Overview

High Availability (HA) is the elimination of single points of failure to ensure that applications continue to operate when a component they depend on, such as a server, fails.

HA for Daml solutions focuses on the following components running in separate processes:

  • Participant nodes:

    • Ledger API server.
      • gRPC server.
      • SQL indexer.
    • Sync service.
  • Domains:

    • Sequencer.
    • Mediator.
    • Topology manager.
    • Domain service.
../../../../_images/canton-components-for-ha.svg

Participant Nodes

The availability of a participant node shouldn’t affect the availability of another participant node, except for the following workflows:

  1. Where they are both involved.
  2. When they have distinct visibility configurations, i.e. they manage different parties involved in the workflow.

For example, if they both host the same party, transactions involving the party can still continue as long as either of them are available.

Note

An application operating on behalf of a party cannot transparently failover from one participant node to another due to the difference in offsets emitted on each participant.

Domains

A participant node’s availability is not affected by the availability of the domain, except for workflows that use the domain. This allows participant nodes and domains to take care of their HA separately.

Replication

To achieve HA, components replicate. All replicas of the same component are assumed to have the same trust assumptions, i.e. the operators of one replica must trust the operators of the other replicas.

Databases

In general, when a component is backed by a database/ledger, the component’s HA relies on the HA of the database/ledger. Therefore, the component’s operator must handle the HA of the database separately.

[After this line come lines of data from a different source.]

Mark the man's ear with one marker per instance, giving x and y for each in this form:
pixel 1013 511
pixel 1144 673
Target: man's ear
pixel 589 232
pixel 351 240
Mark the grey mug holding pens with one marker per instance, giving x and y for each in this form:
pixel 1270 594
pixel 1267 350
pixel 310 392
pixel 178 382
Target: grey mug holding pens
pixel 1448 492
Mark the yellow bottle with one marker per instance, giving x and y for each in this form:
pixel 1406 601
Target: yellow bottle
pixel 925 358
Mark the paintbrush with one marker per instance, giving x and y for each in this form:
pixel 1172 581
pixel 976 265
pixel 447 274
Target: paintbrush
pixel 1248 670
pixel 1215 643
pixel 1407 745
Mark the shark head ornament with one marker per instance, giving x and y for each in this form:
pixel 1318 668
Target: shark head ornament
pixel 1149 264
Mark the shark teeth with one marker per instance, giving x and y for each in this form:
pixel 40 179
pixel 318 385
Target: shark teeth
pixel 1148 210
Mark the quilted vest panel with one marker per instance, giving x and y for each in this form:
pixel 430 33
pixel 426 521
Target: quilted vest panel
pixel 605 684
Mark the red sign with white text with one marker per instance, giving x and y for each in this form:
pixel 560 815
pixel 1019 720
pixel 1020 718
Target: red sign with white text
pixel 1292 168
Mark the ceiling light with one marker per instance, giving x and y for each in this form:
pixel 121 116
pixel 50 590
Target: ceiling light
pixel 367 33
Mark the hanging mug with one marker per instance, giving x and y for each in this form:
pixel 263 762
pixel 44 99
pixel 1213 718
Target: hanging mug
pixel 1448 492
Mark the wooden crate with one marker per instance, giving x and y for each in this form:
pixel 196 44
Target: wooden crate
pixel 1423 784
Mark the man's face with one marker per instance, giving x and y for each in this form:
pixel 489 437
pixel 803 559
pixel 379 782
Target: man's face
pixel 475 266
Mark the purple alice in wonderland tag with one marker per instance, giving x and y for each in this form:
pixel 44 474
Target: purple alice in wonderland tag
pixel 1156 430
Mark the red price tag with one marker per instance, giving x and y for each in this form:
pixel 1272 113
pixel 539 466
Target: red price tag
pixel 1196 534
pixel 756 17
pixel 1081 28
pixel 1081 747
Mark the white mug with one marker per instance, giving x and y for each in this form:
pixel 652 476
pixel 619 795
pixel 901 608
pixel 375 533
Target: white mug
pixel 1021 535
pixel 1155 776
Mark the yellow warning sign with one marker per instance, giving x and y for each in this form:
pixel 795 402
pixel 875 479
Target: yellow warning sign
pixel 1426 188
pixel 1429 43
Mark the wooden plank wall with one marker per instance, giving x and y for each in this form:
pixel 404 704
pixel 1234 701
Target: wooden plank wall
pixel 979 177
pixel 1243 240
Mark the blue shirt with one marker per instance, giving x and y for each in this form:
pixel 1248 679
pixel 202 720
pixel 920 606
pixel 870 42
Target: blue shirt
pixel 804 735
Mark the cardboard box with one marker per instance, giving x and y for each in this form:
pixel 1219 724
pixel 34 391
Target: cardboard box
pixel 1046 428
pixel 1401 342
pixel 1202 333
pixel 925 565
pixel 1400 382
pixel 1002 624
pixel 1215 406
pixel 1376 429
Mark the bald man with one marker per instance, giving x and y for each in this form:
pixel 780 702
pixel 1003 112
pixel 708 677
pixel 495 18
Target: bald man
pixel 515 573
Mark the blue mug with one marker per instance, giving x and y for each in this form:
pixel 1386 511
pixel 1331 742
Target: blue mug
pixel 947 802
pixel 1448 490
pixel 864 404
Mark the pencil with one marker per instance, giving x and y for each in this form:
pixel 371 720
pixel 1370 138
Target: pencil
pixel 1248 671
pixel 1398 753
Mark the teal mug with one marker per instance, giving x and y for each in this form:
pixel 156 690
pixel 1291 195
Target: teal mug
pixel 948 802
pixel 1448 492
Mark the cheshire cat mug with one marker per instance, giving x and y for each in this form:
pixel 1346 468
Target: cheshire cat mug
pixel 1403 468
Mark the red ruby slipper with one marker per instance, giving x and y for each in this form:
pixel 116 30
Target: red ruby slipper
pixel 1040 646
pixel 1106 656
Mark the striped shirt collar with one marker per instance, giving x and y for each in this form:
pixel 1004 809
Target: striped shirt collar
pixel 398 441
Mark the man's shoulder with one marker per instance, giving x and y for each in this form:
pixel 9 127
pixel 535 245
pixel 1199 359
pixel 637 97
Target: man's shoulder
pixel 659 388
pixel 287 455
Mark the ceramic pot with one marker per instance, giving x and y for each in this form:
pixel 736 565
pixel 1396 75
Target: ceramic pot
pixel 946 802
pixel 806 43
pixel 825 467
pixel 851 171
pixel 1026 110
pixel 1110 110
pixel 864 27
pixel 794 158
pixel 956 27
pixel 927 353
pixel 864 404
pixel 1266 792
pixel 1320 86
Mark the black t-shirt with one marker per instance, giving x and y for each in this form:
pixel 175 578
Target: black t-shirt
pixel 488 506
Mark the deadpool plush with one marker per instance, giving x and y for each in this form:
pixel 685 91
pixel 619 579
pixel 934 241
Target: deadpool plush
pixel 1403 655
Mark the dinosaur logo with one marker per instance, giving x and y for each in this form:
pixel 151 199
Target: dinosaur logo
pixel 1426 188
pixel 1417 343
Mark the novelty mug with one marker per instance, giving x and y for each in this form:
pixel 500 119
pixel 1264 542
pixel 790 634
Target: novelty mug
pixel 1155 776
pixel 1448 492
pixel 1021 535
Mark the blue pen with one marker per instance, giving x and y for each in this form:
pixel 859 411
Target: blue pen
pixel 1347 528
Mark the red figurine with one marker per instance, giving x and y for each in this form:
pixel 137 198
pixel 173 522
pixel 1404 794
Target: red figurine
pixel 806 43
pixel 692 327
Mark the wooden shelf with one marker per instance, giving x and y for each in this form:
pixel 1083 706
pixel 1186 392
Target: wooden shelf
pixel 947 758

All database-backed components are designed to be tolerant to temporary database outages. During the database failover period, components halt processing until the database becomes available again, resuming thereafter.

Transactions that involve these components may time out if the failover takes too long. Nevertheless, they can be safely resubmitted, as command deduplication is idempotent.

Health Check

Canton components expose a health endpoint, for checking the health of the components and their subcomponents.